Hunting for bumps in the margins

In the search for new particles at collider experiments, accurately distinguishing a faint signal from an overwhelming background is a central challenge. Our paper, “Hunting for bumps in the margins,” by David Yallup and Will Handley, presents a principled Bayesian framework to address the critical and often-overlooked issue of modelling uncertainty in data-driven background estimation.

The Challenge of Background Modelling

At particle colliders like the LHC, many searches for new physics involve looking for a small “bump” in a smoothly falling mass spectrum. The key difficulty is that the precise shape of this background is often not known from first principles and must be modelled using flexible functions fit to the data itself. This procedure introduces two sources of uncertainty:

• Parametric Uncertainty: The uncertainty on the parameters of a given background model, arising from the statistical fluctuations in the data.
• Modelling Uncertainty: The uncertainty from the choice of the model itself. Is an exponential function better than a power law? How many terms should be in the function?
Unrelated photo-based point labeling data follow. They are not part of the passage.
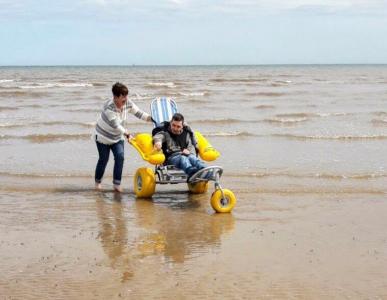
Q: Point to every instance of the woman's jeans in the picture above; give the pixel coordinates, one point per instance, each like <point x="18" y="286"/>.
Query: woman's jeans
<point x="104" y="151"/>
<point x="189" y="164"/>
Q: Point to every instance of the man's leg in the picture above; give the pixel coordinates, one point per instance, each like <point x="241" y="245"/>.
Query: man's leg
<point x="182" y="162"/>
<point x="195" y="162"/>
<point x="118" y="152"/>
<point x="103" y="151"/>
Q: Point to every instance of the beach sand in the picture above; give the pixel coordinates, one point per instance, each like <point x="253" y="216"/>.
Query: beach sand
<point x="101" y="245"/>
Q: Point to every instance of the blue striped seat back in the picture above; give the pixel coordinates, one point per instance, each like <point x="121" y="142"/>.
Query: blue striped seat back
<point x="162" y="109"/>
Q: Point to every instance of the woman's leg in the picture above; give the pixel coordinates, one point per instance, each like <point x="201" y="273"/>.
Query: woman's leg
<point x="118" y="152"/>
<point x="103" y="151"/>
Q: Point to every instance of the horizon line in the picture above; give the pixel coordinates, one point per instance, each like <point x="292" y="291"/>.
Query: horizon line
<point x="196" y="65"/>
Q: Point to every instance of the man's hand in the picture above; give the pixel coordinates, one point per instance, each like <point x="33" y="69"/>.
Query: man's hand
<point x="157" y="146"/>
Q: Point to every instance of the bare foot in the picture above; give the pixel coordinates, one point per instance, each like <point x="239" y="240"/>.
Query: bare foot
<point x="117" y="188"/>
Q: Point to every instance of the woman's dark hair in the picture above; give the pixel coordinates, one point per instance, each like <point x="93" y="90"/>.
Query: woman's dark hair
<point x="178" y="117"/>
<point x="119" y="89"/>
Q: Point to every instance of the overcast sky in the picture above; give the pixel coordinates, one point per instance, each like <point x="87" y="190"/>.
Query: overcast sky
<point x="191" y="32"/>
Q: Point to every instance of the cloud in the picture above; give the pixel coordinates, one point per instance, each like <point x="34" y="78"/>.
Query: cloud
<point x="26" y="10"/>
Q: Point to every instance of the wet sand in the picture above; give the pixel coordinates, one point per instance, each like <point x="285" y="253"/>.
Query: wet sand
<point x="62" y="240"/>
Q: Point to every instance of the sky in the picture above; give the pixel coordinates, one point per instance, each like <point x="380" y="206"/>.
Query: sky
<point x="192" y="32"/>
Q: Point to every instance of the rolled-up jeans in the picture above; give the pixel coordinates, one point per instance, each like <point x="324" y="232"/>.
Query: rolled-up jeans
<point x="190" y="164"/>
<point x="104" y="151"/>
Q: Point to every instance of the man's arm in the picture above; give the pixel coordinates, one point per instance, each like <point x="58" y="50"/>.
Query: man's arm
<point x="158" y="141"/>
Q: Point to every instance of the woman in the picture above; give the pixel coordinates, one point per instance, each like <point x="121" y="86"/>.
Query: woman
<point x="109" y="133"/>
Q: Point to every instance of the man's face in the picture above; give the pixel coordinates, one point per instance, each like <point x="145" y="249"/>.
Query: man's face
<point x="120" y="100"/>
<point x="176" y="127"/>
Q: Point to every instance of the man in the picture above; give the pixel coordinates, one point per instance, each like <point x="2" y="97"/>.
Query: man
<point x="109" y="133"/>
<point x="178" y="144"/>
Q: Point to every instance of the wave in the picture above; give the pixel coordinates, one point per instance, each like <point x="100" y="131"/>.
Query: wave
<point x="337" y="137"/>
<point x="52" y="85"/>
<point x="223" y="121"/>
<point x="46" y="138"/>
<point x="161" y="84"/>
<point x="47" y="123"/>
<point x="29" y="94"/>
<point x="236" y="80"/>
<point x="285" y="121"/>
<point x="311" y="115"/>
<point x="236" y="134"/>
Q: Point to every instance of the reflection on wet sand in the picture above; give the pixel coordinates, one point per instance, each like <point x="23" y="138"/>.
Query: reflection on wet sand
<point x="175" y="231"/>
<point x="113" y="232"/>
<point x="179" y="234"/>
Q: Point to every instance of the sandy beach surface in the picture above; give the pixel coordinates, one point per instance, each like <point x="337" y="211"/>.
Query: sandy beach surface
<point x="101" y="245"/>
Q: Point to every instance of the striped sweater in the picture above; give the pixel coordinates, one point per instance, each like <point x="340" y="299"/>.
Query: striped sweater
<point x="109" y="128"/>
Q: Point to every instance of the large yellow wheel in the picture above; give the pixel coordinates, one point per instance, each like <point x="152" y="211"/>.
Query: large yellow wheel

Traditionally, this modelling uncertainty is handled by fitting several candidate models and creating an envelope of the results, a process which can involve ad-hoc choices and tuning, as seen in methods like discrete profiling (1408.6865). Our work proposes a more rigorous and automated approach rooted in Bayesian inference.

A Principled Bayesian Solution

We treat the entire problem within a Bayesian framework, where the a central quantity is the marginal likelihood, or evidence. The evidence for a model naturally embodies Occam’s razor: it rewards models that fit the data well but penalises unnecessary complexity. By comparing evidences, we can perform robust model selection and, even better, average over different models weighted by their evidence.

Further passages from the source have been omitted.